Société
Le parler vite
Avant, il s'agissait de parler vrai : une exigence. Il faut dorénavant parler vite : un destin. Comment est-ce venu ? En même temps que ce petit objet qui nous gouverne : le mob. Ou téléphone mobile. De la pratique donc de l'expression courte : "Salut. C'est moi. D'accord. J'arrive.". Et de la forme brève du message SMS. : "Lu @ 2M1 "(Salut, à demain).
Du rythme, aussi, auquel nous accoutument les médias. Les médias audiovisuels. 3h 27 chaque jour en moyenne devant la télé. Et à la radio, quand ça cause, ça cause vite. Ils ont trop à dire les journalistes, quand ils parlent du monde. Et trop peu de temps pour le dire. Minutage verrouillé. Et puis, soyons sérieux. Sur les ondes, on est là d'abord pour rigoler. Pas vrai ? Et surtout, pourquoi se le cacher : afin de faire passer la pub. C'est tout de même gentil de nous le faire savoir dans le cas où nous l'aurions oublié.

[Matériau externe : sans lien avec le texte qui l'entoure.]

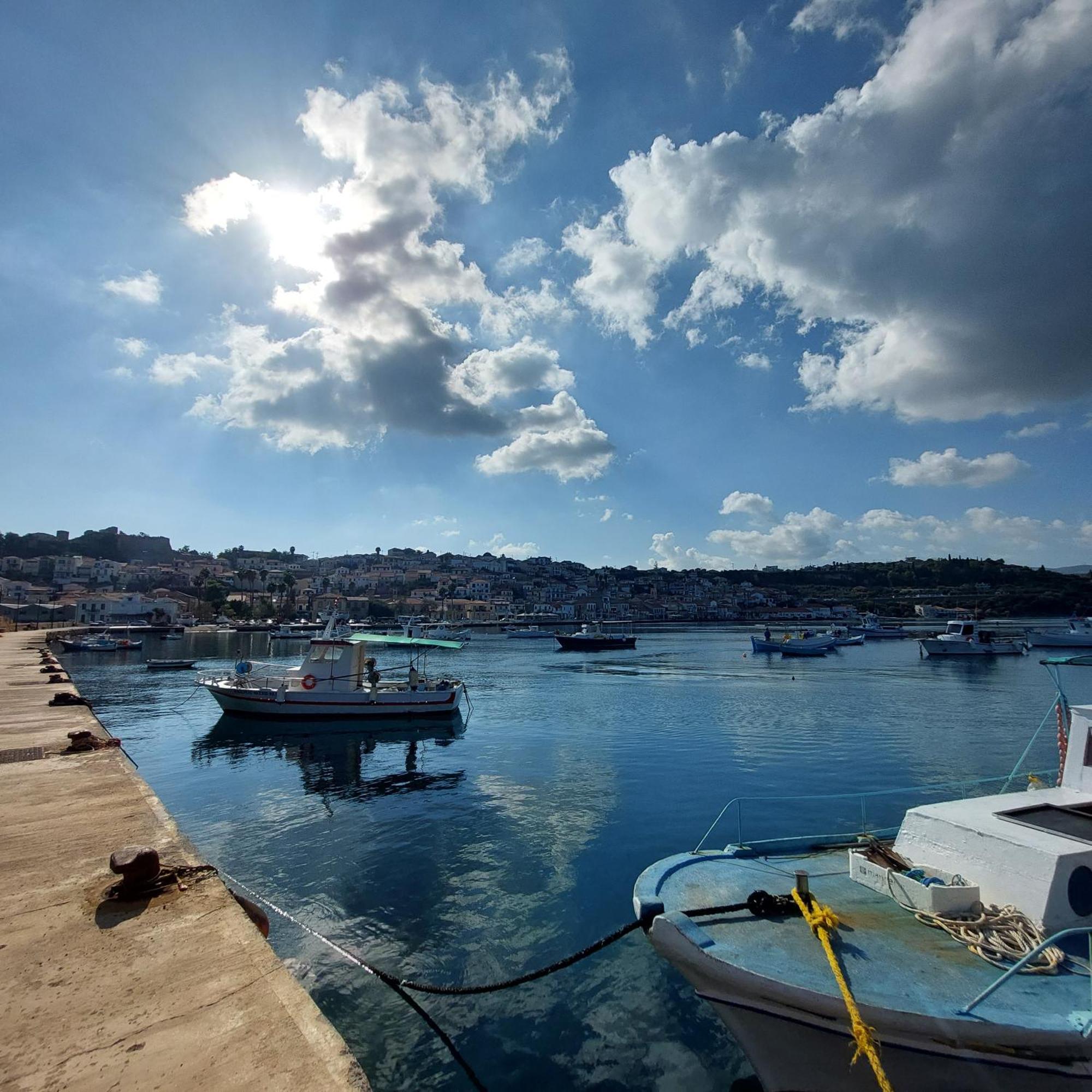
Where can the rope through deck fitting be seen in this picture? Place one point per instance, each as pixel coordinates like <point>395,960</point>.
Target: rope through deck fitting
<point>824,921</point>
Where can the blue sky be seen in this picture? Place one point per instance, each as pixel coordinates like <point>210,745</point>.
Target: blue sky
<point>705,284</point>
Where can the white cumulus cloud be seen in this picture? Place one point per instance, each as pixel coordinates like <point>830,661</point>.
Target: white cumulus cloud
<point>486,375</point>
<point>758,361</point>
<point>523,254</point>
<point>132,347</point>
<point>559,438</point>
<point>618,288</point>
<point>749,504</point>
<point>364,265</point>
<point>741,54</point>
<point>800,538</point>
<point>949,468</point>
<point>144,289</point>
<point>908,217</point>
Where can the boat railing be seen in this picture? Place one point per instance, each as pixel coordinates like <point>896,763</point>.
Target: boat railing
<point>853,809</point>
<point>1082,1020</point>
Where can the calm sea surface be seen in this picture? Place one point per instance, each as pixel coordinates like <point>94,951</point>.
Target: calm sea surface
<point>477,854</point>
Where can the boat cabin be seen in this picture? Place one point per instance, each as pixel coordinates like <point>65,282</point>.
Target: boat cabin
<point>1032,851</point>
<point>339,664</point>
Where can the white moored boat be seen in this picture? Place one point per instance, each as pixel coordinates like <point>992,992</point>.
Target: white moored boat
<point>1006,881</point>
<point>875,631</point>
<point>805,644</point>
<point>1078,636</point>
<point>338,678</point>
<point>964,638</point>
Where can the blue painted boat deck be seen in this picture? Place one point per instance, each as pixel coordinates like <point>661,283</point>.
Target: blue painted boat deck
<point>891,959</point>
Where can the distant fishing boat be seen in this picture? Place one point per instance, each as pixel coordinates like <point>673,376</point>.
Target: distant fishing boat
<point>964,638</point>
<point>1077,636</point>
<point>804,644</point>
<point>875,631</point>
<point>595,639</point>
<point>1010,873</point>
<point>337,680</point>
<point>442,632</point>
<point>97,643</point>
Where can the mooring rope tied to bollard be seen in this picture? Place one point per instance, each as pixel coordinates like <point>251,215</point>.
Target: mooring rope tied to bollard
<point>758,904</point>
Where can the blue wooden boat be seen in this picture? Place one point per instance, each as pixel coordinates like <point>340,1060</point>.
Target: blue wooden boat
<point>943,1016</point>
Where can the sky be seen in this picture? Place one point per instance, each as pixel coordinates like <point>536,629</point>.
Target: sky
<point>696,284</point>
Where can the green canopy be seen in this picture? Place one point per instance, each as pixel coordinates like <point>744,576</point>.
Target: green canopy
<point>419,643</point>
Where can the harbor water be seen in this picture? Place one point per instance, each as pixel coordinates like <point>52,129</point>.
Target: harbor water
<point>474,852</point>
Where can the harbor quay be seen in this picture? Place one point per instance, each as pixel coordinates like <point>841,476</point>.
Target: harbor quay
<point>173,987</point>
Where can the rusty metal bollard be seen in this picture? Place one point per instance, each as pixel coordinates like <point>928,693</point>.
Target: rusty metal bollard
<point>137,865</point>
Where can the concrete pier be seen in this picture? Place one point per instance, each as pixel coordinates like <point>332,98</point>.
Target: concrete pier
<point>180,991</point>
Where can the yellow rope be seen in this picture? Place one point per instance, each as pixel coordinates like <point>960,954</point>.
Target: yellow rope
<point>824,921</point>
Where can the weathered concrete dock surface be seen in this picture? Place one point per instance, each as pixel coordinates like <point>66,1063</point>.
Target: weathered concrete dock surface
<point>179,993</point>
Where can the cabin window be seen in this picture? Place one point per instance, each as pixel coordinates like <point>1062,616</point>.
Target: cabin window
<point>1079,892</point>
<point>1073,822</point>
<point>326,654</point>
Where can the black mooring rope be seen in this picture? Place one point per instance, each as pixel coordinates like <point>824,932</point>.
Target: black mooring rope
<point>759,904</point>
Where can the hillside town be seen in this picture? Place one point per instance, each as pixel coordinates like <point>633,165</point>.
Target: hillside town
<point>240,585</point>
<point>143,580</point>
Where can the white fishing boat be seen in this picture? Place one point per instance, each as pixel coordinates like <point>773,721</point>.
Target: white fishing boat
<point>338,678</point>
<point>1006,882</point>
<point>1077,636</point>
<point>965,638</point>
<point>594,638</point>
<point>875,631</point>
<point>804,644</point>
<point>93,643</point>
<point>442,632</point>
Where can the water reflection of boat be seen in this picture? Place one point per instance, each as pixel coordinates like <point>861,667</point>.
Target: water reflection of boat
<point>337,763</point>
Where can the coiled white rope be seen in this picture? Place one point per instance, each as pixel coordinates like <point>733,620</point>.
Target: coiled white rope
<point>1000,935</point>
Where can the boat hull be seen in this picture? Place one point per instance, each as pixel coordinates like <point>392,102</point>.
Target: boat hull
<point>820,1059</point>
<point>766,1017</point>
<point>935,647</point>
<point>796,646</point>
<point>576,643</point>
<point>1060,640</point>
<point>263,702</point>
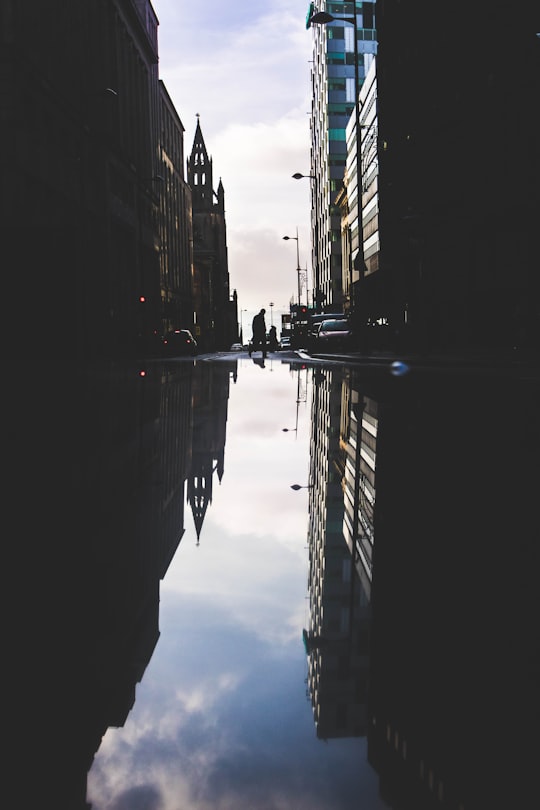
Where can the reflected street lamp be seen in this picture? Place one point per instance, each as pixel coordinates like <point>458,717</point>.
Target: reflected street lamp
<point>297,260</point>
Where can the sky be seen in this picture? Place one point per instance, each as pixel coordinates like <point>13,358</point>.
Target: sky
<point>244,68</point>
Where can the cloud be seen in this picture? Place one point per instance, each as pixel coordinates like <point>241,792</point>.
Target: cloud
<point>244,68</point>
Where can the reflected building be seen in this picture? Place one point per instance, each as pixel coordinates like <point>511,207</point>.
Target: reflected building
<point>210,407</point>
<point>338,635</point>
<point>359,428</point>
<point>127,444</point>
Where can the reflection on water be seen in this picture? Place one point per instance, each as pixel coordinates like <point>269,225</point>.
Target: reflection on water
<point>207,637</point>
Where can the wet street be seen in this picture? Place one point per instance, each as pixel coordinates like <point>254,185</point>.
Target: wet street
<point>205,635</point>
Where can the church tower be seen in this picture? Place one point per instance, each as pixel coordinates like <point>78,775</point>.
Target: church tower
<point>199,173</point>
<point>216,326</point>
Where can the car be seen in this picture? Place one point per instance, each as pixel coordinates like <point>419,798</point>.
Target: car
<point>332,335</point>
<point>179,343</point>
<point>285,342</point>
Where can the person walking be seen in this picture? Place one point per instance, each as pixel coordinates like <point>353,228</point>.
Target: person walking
<point>258,327</point>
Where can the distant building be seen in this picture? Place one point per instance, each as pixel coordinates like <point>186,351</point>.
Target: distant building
<point>334,95</point>
<point>458,139</point>
<point>216,326</point>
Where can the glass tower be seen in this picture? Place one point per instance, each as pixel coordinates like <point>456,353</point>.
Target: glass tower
<point>336,82</point>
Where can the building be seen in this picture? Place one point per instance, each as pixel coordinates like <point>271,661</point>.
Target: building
<point>335,85</point>
<point>458,130</point>
<point>176,225</point>
<point>216,326</point>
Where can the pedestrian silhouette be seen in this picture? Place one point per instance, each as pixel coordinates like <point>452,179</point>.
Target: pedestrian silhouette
<point>258,326</point>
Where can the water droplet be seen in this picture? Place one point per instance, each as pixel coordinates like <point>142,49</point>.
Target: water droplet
<point>398,369</point>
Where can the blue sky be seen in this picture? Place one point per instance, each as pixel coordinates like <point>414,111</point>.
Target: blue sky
<point>244,67</point>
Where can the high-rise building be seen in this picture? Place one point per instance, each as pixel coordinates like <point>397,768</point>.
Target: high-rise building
<point>336,82</point>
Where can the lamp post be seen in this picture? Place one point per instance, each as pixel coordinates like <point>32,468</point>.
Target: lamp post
<point>298,270</point>
<point>242,326</point>
<point>322,18</point>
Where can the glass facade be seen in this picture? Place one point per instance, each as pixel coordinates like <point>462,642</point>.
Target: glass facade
<point>340,63</point>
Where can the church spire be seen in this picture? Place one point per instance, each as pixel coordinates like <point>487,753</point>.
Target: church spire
<point>199,172</point>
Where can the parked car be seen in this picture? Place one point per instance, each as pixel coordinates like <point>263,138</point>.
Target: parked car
<point>179,342</point>
<point>315,322</point>
<point>332,335</point>
<point>285,342</point>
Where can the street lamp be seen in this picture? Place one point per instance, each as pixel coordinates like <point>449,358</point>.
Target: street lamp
<point>242,326</point>
<point>317,297</point>
<point>297,260</point>
<point>322,18</point>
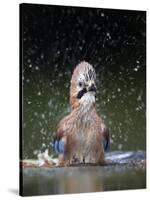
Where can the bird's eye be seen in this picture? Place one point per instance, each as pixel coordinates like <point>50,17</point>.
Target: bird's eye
<point>80,84</point>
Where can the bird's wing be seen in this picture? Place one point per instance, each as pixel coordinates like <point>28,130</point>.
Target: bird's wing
<point>60,138</point>
<point>105,134</point>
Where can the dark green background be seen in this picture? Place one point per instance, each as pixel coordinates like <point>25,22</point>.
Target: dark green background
<point>55,39</point>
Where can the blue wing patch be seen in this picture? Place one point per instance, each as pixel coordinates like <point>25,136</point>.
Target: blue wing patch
<point>59,146</point>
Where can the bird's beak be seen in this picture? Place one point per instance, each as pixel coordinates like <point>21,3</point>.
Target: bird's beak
<point>92,88</point>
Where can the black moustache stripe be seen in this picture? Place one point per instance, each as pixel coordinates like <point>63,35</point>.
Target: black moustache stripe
<point>81,93</point>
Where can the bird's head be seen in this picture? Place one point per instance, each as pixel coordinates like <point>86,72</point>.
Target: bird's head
<point>83,87</point>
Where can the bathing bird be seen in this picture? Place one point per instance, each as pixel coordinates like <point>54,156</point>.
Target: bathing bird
<point>81,136</point>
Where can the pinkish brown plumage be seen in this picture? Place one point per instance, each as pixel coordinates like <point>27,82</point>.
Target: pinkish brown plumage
<point>81,136</point>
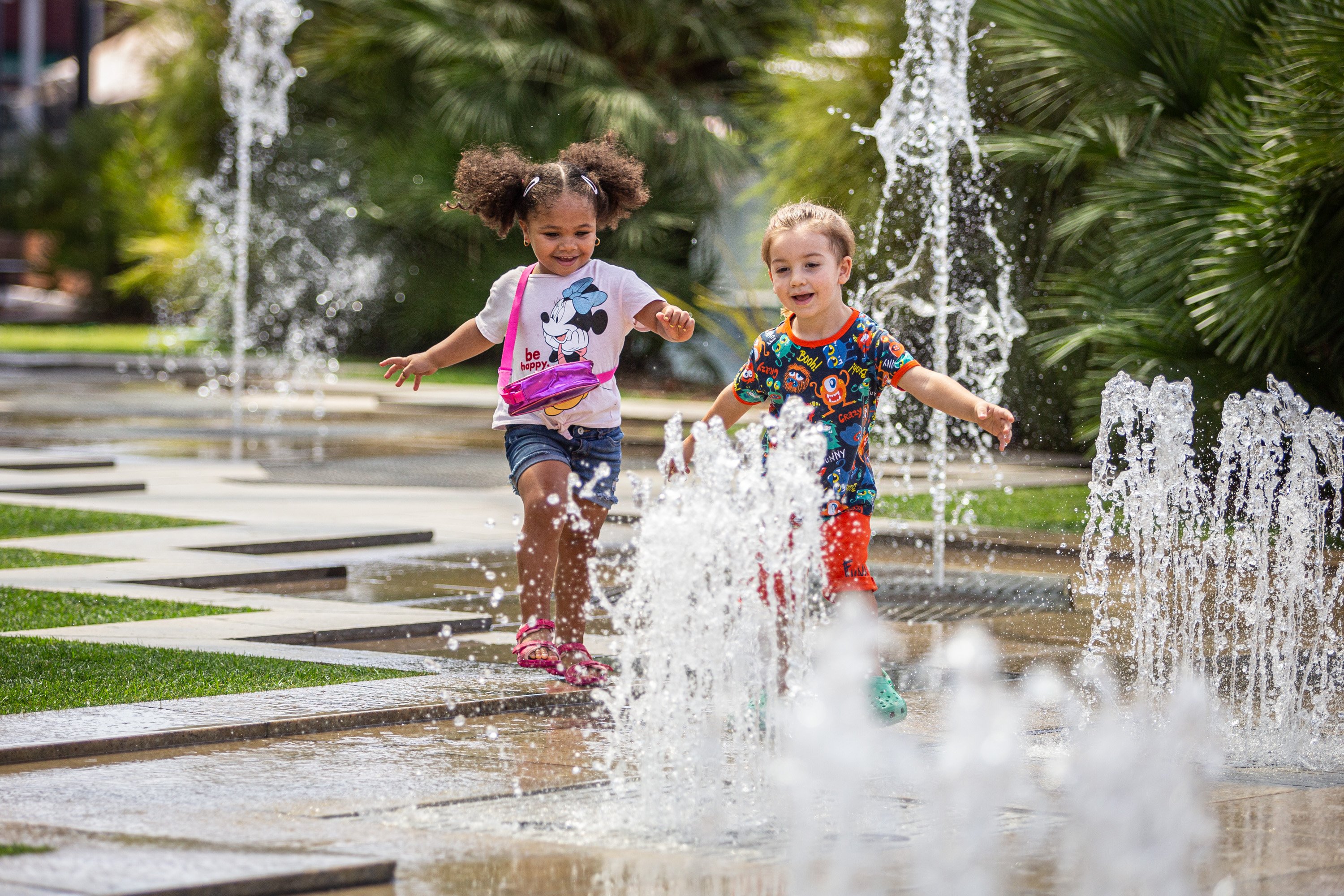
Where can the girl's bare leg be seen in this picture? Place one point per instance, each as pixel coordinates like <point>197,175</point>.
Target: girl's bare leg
<point>572,577</point>
<point>539,543</point>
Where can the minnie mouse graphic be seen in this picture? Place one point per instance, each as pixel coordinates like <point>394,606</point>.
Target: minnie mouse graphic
<point>572,320</point>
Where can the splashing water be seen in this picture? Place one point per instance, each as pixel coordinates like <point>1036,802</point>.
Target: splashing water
<point>924,120</point>
<point>295,217</point>
<point>1237,582</point>
<point>1150,497</point>
<point>699,648</point>
<point>706,750</point>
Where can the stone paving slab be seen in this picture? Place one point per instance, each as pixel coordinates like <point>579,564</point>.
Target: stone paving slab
<point>461,688</point>
<point>116,870</point>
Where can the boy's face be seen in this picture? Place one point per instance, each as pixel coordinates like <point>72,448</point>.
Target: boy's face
<point>806,273</point>
<point>564,234</point>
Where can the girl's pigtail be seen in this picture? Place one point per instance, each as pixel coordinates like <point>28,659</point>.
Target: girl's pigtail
<point>490,185</point>
<point>617,175</point>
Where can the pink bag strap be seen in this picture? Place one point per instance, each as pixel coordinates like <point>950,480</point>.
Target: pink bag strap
<point>507,359</point>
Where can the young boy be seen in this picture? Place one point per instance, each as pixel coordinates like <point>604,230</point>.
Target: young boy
<point>838,361</point>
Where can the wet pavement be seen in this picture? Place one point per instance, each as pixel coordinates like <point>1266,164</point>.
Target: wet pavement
<point>482,805</point>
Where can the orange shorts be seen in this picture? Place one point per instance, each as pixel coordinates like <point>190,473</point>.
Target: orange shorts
<point>844,556</point>
<point>844,552</point>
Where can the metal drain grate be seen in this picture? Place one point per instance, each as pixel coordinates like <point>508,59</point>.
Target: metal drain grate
<point>909,594</point>
<point>948,610</point>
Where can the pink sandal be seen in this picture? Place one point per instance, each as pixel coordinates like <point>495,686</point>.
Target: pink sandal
<point>585,673</point>
<point>525,650</point>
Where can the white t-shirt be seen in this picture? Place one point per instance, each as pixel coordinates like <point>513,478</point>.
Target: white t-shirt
<point>584,315</point>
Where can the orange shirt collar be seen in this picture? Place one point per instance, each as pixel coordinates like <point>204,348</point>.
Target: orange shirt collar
<point>788,331</point>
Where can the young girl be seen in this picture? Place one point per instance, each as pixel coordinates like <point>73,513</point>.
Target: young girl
<point>572,307</point>
<point>838,361</point>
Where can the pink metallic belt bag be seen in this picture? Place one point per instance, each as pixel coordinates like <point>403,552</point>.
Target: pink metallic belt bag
<point>546,388</point>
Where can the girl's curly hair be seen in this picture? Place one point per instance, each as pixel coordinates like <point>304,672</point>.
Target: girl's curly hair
<point>500,186</point>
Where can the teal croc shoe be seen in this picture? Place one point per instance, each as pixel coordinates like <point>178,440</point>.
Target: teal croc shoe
<point>886,703</point>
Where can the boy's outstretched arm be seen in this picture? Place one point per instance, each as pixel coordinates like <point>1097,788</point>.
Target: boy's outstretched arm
<point>728,408</point>
<point>952,398</point>
<point>467,342</point>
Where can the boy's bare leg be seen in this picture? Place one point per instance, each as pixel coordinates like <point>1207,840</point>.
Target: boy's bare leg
<point>541,540</point>
<point>572,575</point>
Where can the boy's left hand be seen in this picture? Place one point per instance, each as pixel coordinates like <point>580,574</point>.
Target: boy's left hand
<point>996,421</point>
<point>678,324</point>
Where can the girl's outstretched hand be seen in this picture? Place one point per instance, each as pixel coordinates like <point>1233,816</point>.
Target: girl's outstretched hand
<point>678,324</point>
<point>416,366</point>
<point>996,421</point>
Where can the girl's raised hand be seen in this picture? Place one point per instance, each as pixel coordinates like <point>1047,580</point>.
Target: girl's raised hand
<point>678,324</point>
<point>996,421</point>
<point>416,366</point>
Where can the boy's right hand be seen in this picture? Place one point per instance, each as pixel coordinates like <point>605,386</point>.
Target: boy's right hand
<point>416,366</point>
<point>687,450</point>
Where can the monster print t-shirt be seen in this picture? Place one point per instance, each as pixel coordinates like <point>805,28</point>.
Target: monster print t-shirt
<point>584,315</point>
<point>842,379</point>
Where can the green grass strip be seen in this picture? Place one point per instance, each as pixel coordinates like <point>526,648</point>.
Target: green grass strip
<point>19,558</point>
<point>115,339</point>
<point>1057,508</point>
<point>23,521</point>
<point>46,673</point>
<point>19,849</point>
<point>25,609</point>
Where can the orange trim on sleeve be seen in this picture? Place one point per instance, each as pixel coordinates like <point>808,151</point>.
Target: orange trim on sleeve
<point>896,378</point>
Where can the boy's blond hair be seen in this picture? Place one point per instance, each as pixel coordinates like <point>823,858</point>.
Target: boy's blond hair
<point>812,217</point>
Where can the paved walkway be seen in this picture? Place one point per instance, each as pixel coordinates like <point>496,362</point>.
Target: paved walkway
<point>456,688</point>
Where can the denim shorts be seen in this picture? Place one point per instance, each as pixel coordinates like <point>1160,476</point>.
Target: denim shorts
<point>529,444</point>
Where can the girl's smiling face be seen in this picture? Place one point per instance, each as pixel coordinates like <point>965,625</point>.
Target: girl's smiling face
<point>562,234</point>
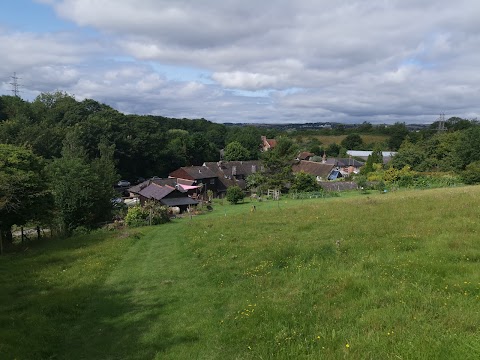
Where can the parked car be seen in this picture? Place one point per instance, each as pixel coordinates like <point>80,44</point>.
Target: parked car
<point>123,183</point>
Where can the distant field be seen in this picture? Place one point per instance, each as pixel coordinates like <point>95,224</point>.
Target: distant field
<point>377,276</point>
<point>367,139</point>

Plus lointainement, c'est venu de la dispariition dans les écoles de notre pays d'une formation à l'expresion orale. On n'apprend plus à dire le mot. A lui donner son temps, son visage, son poids. A l'articuler au silence. On apprend la catachrèse et l'hyperbate. La structure narrative. On apprend plus à parler à quelqu'un.
De façon plus massive, nous subissons le joug d'une époque implacable. Nous sommes en phase, sans nous en douter, avec son mode opératoire accéléré. A notre insu, le mode rapide nous agit. La vitesse est aujourd'hui le signifiant maître. Il faut faire vite. Partant parler vite. Le temps est de l'argent. Temps gagné, argent gagné. Il faut être le premier, le premier arrivé, le moins cher, le plus rapide.
L'époque fabrique ainsi des sujets pressés. Pressés même lorsqu'il s'agit de ne rien faire. De prendre le temps de rêver. De regarder l'horizon. "Prendre le temps !" Cet acte inconsciemment est frappé d'interdit. Chargé de culpabilité. L'homme au repos conséquemment s'agite. Voyez son oeil. Observez l'impatience de son pied. Son corps est oppressé. Il parle vite. Sa voix a quelque chose du crépitement de la mitraillette.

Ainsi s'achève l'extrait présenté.